Il est d'usage maintenant qu'on ait un jour de réception par semaine; cette coutume est des plus pratiques, elle permet d'arranger ses affaires pour être toute à ses amis et, aussi, d'avoir l'appartement et soi-même en tenue convenable, au lieu d'être surprise dans les occupations ménagères utiles, mais peu poétiques, et de recevoir en négligé, comme il arrivait lorsqu'on n'avait pas de jour.

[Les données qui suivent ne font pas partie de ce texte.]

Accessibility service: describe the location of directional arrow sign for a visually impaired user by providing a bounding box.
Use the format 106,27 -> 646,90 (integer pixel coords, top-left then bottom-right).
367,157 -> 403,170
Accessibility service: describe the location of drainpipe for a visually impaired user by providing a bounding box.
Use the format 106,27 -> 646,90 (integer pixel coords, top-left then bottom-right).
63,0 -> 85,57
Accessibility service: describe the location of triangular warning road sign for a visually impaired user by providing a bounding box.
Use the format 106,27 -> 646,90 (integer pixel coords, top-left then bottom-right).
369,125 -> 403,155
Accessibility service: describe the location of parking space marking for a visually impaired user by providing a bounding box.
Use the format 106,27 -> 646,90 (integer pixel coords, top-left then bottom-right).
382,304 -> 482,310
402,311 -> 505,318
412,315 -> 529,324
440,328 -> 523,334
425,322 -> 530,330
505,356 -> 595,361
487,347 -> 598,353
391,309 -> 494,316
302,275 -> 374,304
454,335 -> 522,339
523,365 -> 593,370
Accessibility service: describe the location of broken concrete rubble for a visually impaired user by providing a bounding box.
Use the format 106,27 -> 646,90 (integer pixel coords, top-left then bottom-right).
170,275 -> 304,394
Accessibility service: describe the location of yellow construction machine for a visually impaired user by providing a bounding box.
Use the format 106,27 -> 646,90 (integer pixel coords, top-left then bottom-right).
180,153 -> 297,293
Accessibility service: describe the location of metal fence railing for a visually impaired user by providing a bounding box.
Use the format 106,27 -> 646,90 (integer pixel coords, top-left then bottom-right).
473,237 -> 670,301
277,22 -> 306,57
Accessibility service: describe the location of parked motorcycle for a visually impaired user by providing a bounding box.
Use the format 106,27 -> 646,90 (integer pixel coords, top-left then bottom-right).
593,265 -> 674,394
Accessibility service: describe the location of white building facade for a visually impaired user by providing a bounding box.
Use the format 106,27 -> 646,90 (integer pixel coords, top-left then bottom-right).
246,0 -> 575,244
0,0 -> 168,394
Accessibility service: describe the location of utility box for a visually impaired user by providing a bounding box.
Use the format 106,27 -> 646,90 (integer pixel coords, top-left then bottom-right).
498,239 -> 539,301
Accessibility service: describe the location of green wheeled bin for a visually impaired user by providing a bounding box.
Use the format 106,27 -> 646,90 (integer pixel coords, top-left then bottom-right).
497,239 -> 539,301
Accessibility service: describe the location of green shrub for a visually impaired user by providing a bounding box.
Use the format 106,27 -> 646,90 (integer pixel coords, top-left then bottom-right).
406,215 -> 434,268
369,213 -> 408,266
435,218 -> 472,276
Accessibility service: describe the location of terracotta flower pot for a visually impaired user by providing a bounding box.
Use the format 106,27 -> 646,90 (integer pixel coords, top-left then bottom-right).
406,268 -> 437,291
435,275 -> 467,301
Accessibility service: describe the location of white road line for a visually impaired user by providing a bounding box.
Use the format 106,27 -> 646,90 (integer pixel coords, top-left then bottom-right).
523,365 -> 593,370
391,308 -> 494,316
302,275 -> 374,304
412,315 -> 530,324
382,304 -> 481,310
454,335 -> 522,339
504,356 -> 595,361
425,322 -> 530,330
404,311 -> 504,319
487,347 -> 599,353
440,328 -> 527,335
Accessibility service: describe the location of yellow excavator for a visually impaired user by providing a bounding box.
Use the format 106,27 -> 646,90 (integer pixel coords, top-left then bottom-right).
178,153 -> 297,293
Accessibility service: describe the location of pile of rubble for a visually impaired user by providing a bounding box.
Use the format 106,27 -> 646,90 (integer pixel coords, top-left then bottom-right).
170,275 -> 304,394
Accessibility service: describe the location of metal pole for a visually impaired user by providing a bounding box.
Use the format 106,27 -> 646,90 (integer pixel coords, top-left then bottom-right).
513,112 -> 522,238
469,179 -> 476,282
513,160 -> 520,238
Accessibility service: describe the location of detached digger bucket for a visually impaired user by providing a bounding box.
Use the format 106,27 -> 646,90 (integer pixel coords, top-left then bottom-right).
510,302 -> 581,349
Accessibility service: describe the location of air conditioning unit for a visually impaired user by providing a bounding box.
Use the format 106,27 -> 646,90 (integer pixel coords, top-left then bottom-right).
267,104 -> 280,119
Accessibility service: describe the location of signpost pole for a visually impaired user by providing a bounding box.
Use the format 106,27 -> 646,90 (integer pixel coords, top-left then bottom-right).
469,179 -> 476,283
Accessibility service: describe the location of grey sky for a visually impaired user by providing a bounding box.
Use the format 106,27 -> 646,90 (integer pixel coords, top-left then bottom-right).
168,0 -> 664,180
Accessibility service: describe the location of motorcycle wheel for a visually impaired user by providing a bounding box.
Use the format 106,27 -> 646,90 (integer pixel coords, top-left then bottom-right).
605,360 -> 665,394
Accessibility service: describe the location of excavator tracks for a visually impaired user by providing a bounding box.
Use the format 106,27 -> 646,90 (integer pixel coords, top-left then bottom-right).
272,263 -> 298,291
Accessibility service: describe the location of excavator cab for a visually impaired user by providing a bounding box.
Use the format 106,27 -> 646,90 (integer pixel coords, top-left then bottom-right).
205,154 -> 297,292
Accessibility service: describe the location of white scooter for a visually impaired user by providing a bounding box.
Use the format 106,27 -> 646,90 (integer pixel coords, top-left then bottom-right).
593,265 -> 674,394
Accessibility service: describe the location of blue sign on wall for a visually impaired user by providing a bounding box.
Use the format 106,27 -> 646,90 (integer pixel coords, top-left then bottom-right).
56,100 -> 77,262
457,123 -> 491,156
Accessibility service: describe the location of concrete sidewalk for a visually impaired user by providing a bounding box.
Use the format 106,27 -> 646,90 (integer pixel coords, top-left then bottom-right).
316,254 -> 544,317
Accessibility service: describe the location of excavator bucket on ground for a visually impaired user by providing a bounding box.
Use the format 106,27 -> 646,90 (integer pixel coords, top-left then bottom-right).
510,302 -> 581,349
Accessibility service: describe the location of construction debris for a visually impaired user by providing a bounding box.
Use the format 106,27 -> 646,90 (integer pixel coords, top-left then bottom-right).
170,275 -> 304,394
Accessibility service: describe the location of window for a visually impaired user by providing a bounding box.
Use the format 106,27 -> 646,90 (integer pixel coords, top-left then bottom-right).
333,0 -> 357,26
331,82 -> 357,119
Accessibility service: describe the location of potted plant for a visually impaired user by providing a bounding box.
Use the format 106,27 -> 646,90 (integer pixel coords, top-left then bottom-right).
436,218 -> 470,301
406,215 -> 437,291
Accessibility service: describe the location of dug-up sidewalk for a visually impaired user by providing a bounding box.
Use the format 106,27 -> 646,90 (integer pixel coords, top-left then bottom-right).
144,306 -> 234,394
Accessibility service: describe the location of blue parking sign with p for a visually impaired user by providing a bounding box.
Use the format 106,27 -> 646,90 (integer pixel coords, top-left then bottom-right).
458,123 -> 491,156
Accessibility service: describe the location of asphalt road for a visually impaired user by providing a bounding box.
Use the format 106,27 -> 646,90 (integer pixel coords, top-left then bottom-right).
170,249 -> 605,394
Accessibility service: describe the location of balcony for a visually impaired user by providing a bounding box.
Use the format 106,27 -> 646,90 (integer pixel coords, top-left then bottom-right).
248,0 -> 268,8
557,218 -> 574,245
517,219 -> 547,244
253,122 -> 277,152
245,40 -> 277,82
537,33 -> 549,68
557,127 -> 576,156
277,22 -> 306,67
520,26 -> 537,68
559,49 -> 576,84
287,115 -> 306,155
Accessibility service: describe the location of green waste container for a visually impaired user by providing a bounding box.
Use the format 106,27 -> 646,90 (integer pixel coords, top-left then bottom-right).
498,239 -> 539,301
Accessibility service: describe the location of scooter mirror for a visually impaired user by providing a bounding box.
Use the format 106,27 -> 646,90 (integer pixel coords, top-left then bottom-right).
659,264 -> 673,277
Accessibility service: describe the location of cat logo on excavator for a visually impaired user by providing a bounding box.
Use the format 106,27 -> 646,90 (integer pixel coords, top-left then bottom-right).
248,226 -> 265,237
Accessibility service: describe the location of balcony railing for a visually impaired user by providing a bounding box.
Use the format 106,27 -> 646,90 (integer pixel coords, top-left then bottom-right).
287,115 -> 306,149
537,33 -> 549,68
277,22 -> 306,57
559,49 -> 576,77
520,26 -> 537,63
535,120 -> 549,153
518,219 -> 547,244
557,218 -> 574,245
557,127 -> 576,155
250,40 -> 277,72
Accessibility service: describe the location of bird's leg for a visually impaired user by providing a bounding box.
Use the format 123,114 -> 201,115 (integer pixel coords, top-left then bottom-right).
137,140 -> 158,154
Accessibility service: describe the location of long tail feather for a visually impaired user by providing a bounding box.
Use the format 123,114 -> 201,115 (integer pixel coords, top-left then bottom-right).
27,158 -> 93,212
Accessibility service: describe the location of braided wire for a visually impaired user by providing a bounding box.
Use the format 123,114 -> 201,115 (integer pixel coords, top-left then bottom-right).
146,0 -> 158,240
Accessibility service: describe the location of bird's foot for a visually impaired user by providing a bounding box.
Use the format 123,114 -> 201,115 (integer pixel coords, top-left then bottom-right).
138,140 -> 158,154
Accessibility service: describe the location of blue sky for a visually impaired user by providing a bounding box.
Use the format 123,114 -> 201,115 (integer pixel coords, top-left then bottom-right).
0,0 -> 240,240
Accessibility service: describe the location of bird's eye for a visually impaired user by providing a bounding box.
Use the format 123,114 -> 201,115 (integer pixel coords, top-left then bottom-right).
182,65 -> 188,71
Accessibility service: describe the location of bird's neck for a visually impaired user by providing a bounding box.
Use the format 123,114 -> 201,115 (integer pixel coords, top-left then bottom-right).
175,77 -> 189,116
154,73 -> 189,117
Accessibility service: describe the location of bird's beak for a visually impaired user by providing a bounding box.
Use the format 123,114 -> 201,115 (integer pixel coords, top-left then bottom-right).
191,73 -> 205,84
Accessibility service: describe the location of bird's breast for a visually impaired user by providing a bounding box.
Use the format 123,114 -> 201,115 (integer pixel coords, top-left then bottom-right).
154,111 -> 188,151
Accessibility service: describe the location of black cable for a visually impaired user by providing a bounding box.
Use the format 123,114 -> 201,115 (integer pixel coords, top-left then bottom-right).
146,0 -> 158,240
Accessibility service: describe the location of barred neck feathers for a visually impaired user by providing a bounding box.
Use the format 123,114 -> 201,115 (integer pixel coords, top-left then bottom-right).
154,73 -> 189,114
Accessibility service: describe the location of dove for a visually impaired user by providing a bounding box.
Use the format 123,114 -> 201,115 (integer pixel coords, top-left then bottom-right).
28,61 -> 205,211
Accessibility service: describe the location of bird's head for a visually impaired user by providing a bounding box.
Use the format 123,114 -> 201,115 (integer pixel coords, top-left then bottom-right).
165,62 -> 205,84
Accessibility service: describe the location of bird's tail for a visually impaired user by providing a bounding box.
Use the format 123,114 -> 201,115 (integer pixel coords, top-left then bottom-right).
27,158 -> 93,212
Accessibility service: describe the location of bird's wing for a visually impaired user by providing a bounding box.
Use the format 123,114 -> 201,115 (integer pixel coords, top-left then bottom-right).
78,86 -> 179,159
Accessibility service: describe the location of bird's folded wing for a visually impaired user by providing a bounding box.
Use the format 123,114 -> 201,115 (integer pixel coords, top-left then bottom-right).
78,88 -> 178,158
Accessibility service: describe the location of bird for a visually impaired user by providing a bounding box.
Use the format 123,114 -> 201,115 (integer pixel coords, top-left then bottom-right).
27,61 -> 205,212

On a de la sorte la liberté des autres jours de la semaine et les visiteurs sont certains de trouver leurs hôtes.

Certaines personnes ayant des visites à rendre tous les jours de la semaine choisissent le jour le moins chargé et ne prennent que les 1er, 2e et 3e vendredis du mois, par exemple, se réservant le dernier pour les personnes ayant le même jour qu'elle; ou encore 1er et 3e samedis, se gardant ainsi deux jours de libres.

Quelques dames reçoivent tous les jours de 5 à 7 ou deux fois par semaine; d'autres reçoivent de trois à six et même après 9 heures le même jour.

Toutes ces heures doivent être indiquées sur la carte, écrites à la main ou imprimées.

Le jour des Morts, le Jeudi et le Vendredi Saints, le Mercredi des Cendres, les jours de grandes fêtes religieuses, on ne reçoit pas.

On prend rarement le Dimanche pour jour de réception.

On ne se présente jamais avant trois heures; maintenant que le bon ton est de dîner très tard, on peut encore arriver en visite à six heures et demie; en tous cas, sept heures un quart est l'heure extrême jusqu'à laquelle on peut rester.

Il serait regrettable d'arriver à deux heures; la maîtresse de maison pourrait fort bien faire répondre qu'elle n'est pas encore visible ou laisser attendre le visiteur jusqu'à l'heure officielle.

Le matin on garnit ses vases de fleurs; à ce propos, pas de fleurs dont le parfum trop fort pourrait «entêter» nos visiteurs: les lampes préparées, les bougies éméchées, les coussins de pied en rang, les fauteuils et les chaises un peu tourmentés, afin que notre salon ait l'air «vivant»: les meubles symétriquement alignés contre le mur ont un aspect un peu glacial.